El León es bicampeón porque quiso serlo

Ganó el campeonato el León porque es el que, en la Final, más lo buscó. En una serie que vino a menos, alejada en el partido de vuelta de la emoción que sacudió a todos el jueves pasado, el equipo dirigido por Gustavo Matosas fue más ambicioso, repudiando la parsimonia con la que sus rivales buscaban los penales en el segundo tiempo extra.

   Se impuso la calidad y la experiencia. No le alcanzó al Pachuca tanta energía y juventud, anoche en su propia casa pareció que se desfondaron tras la muy buena exhibición en el partido de ida.

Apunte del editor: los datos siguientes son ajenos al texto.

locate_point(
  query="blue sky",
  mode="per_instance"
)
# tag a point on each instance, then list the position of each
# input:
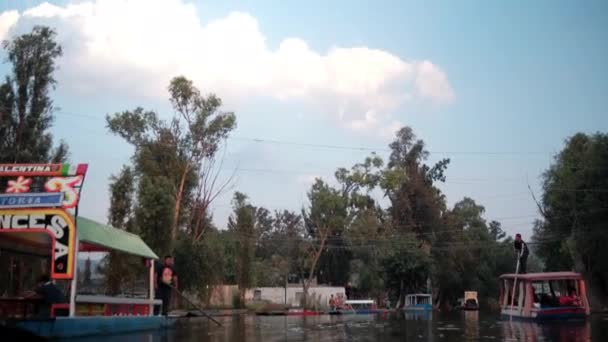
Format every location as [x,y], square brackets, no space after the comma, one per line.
[510,81]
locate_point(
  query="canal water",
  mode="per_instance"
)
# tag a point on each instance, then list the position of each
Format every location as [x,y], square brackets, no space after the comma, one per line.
[461,326]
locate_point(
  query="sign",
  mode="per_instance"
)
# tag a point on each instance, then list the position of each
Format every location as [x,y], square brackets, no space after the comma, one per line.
[55,222]
[31,200]
[43,170]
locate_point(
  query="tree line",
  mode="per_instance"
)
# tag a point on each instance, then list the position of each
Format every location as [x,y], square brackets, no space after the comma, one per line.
[381,227]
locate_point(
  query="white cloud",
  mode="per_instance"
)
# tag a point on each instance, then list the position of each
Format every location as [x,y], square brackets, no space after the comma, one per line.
[138,45]
[7,20]
[307,180]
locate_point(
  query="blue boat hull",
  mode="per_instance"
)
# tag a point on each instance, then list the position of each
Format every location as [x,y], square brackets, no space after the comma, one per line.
[63,327]
[421,307]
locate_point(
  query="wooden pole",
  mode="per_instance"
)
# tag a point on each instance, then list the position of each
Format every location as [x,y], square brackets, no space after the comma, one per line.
[514,287]
[151,294]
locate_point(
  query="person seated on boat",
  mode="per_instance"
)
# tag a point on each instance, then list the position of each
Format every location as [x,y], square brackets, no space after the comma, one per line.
[522,253]
[166,281]
[332,303]
[570,300]
[49,293]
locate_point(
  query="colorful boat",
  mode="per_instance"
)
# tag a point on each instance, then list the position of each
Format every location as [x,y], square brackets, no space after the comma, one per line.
[470,301]
[418,302]
[44,223]
[359,307]
[544,296]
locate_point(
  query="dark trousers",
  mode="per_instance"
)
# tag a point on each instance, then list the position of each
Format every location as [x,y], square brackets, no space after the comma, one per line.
[163,293]
[523,260]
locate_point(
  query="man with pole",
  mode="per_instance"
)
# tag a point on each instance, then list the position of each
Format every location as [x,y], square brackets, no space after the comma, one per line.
[522,253]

   Y llegó el bicampeonato, ese que en los largos años ya de los torneos cortos sólo habían podido conseguir los Pumas. Y llegó este segundo título, hay que decirlo fuerte, por la seriedad con la que todos los que integran este equipo han trabajado. El León se armó para destacar en la Copa Libertadores, pero algo pasó y no pudieron eliminar al Bolívar que dirige Xabier Azcargorta. Fue un golpe duro quedar fuera del torneo continental porque realmente podían ganarlo.

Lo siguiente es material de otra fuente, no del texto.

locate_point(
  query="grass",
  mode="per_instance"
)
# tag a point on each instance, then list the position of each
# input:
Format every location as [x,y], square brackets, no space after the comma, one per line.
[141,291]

   Pero esa eliminación, justo cuando se definía a los participantes de la Liguilla, fue la mejor noticia para los propósitos de refrendar el campeonato que habían ganado al América en el Estadio Azteca. Y lo peor que podía pasarle a un rival como el Cruz Azul, el incuestionable superlíder del torneo , que recibiría a un número ocho muy falso por su tremendo potencial.

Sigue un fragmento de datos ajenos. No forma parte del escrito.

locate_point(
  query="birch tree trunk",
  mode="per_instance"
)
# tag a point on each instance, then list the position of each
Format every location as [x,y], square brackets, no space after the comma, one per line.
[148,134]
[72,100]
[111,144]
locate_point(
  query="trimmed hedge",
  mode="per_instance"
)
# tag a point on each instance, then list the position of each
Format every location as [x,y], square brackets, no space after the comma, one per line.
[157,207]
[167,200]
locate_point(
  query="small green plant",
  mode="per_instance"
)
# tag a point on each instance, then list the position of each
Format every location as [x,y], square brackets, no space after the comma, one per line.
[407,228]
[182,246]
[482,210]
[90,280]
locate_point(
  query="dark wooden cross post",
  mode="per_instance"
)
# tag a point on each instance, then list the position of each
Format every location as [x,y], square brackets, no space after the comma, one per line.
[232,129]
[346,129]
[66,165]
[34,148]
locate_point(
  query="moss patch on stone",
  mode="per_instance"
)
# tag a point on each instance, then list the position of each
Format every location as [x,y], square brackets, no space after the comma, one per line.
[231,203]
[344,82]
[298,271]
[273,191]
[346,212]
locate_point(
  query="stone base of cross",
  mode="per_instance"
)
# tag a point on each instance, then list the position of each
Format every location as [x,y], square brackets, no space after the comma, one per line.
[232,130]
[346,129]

   Ganó el León su segundo campeonato consecutivo porque tiene un muy buen entrenador, un tipo que arriesga y motiva, que se compromete con un futbol atrevido y valiente… Ganó el León por los estupendos futbolistas con los que cuenta, menos su portero, todos corridos y probados… Y ganó el León por una muy buena directiva, conocedora y dedicada, con un joven Jesús Martínez Murguía que nada tiene de “Junior”, muy bien apoyado por Arturo Elías Ayub… Sí, aquel del Pumas bicampeón.